Today is National “Don’t Fry Day,” an initiative undertaken by the National Council on Skin Cancer Prevention to encourage sun safety awareness and to remind people to limit their exposure to ultraviolet (UV) radiation, which has been proven to cause skin cancer.
Nearly 5 million Americans are treated for skin cancer each year. The deadliest form of skin cancer is melanoma, which is now the fifth most common cancer in the United States, with an estimated 87,110 cases diagnosed in 2017, according to the National Cancer Institute’s Surveillance, Epidemiology, and End Results Program.
Melanoma can often be cured if it’s caught early. However, the disease has a high rate of recurrence, so survivors should take great care to protect themselves from further sun exposure, said Rachel Isaksson Vogel, PhD, an assistant professor in the Department of Obstetrics, Gynecology and Women’s Health at the University of Minnesota.
“Survivors of melanoma have a nearly nine-fold risk of developing melanoma again, and they can reduce that risk if they make sun protection a priority,” said Vogel, who was lead author of a paper published earlier this year in Cancer Epidemiology, Biomarkers & Prevention, a journal of the American Association for Cancer Research.
Vogel’s study revealed some surprisingly risky behavior on the part of melanoma survivors. Most notably, 20 percent of melanoma survivors said they had gotten a sunburn in the past year.
In the study, Vogel and colleagues compared sun exposure and protection behaviors in long-term melanoma survivors with those who had never had the disease, asking participants about the amount of time they had spent outdoors in the summer, and about sun protection methods such as wearing sunscreen, staying in the shade, wearing hats, and intentionally tanning. Participants were also asked to report the number of red or painful sunburns they had experienced in the past year, and whether they had used a tanning bed or booth in the past year.
Overall, Vogel said, the survivors were more likely to report optimal sun protection behaviors than those in the control group, but some of their exposure was still excessive. For example:
- 34.3 percent of survivors spent more than an hour outside on summer weekdays, compared with 44.4 percent of controls;
- 19.5 percent of survivors said they had gotten a sunburn in the previous year, compared with 36.5 percent of controls; and
- 61.9 percent of survivors often or always wore sunscreen, compared with 38.4 percent of controls.
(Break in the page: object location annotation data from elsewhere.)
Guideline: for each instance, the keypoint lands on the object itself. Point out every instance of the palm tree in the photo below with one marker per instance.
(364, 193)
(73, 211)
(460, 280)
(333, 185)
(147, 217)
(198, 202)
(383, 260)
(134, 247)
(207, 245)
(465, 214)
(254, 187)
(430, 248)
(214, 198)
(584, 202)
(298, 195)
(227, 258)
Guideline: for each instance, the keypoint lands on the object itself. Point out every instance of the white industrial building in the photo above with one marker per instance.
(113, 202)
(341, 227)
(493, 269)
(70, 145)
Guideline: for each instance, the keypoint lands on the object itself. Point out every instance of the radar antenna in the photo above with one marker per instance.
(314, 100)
Vogel said that in conversations with individuals diagnosed with melanoma, many survivors expressed a desire to “just live their lives,” playing with their children, exercising, and socializing outdoors. She said that in most cases, the participants had been diagnosed with stage 1 disease, when melanoma is often easily treated and has a five-year survival rate of 98 percent. The survival rate, however, drops to 20 percent for advanced disease.
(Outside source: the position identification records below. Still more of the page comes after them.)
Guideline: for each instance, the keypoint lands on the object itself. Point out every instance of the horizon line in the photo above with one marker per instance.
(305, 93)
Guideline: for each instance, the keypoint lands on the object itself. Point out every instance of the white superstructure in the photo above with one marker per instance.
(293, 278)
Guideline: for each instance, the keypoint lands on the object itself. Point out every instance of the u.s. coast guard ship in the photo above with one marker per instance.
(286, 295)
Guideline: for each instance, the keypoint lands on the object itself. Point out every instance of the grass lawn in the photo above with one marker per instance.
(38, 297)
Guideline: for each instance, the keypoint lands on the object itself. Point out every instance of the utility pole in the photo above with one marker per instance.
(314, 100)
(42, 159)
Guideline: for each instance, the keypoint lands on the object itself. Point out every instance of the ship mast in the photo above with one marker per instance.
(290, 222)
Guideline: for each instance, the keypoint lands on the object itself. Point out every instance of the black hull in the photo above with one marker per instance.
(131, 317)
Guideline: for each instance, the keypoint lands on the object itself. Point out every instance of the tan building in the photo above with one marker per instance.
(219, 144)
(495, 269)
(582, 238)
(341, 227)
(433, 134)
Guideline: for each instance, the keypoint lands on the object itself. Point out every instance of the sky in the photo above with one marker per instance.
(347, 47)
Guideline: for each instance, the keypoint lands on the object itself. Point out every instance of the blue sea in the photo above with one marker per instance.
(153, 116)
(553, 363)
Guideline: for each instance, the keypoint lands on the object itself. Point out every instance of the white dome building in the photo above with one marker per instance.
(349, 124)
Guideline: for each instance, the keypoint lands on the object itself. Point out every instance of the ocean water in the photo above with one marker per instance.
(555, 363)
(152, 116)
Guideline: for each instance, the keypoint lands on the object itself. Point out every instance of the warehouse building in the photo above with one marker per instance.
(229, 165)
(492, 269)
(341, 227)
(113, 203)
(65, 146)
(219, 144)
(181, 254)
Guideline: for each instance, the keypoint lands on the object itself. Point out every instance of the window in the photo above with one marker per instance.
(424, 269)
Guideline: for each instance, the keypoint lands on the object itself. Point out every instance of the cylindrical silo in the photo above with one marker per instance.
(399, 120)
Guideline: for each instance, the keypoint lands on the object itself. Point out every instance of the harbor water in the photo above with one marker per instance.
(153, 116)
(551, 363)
“Because an early-stage melanoma diagnosis and treatment was likely a fairly minor experience for most survivors, they might not understand how serious an illness this is,” Vogel said.
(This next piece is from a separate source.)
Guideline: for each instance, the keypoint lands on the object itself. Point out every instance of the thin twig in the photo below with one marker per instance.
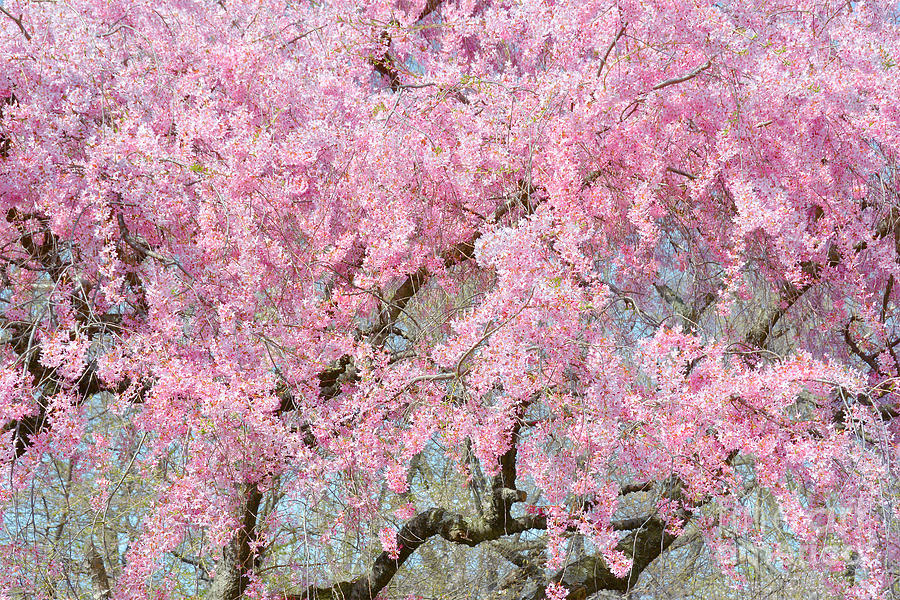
(612, 45)
(684, 77)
So, as summer draws closer and the temperature rises, remember that limiting sun exposure is a crucial strategy for protecting your health. On Don’t Fry Day and beyond, cover your skin, avoid the sun during peak UV hours (generally 10 a.m. to 2 p.m.), and use sunblock with a sun protection factor of at least 30. Further resources are available from the National Council on Skin Cancer Prevention.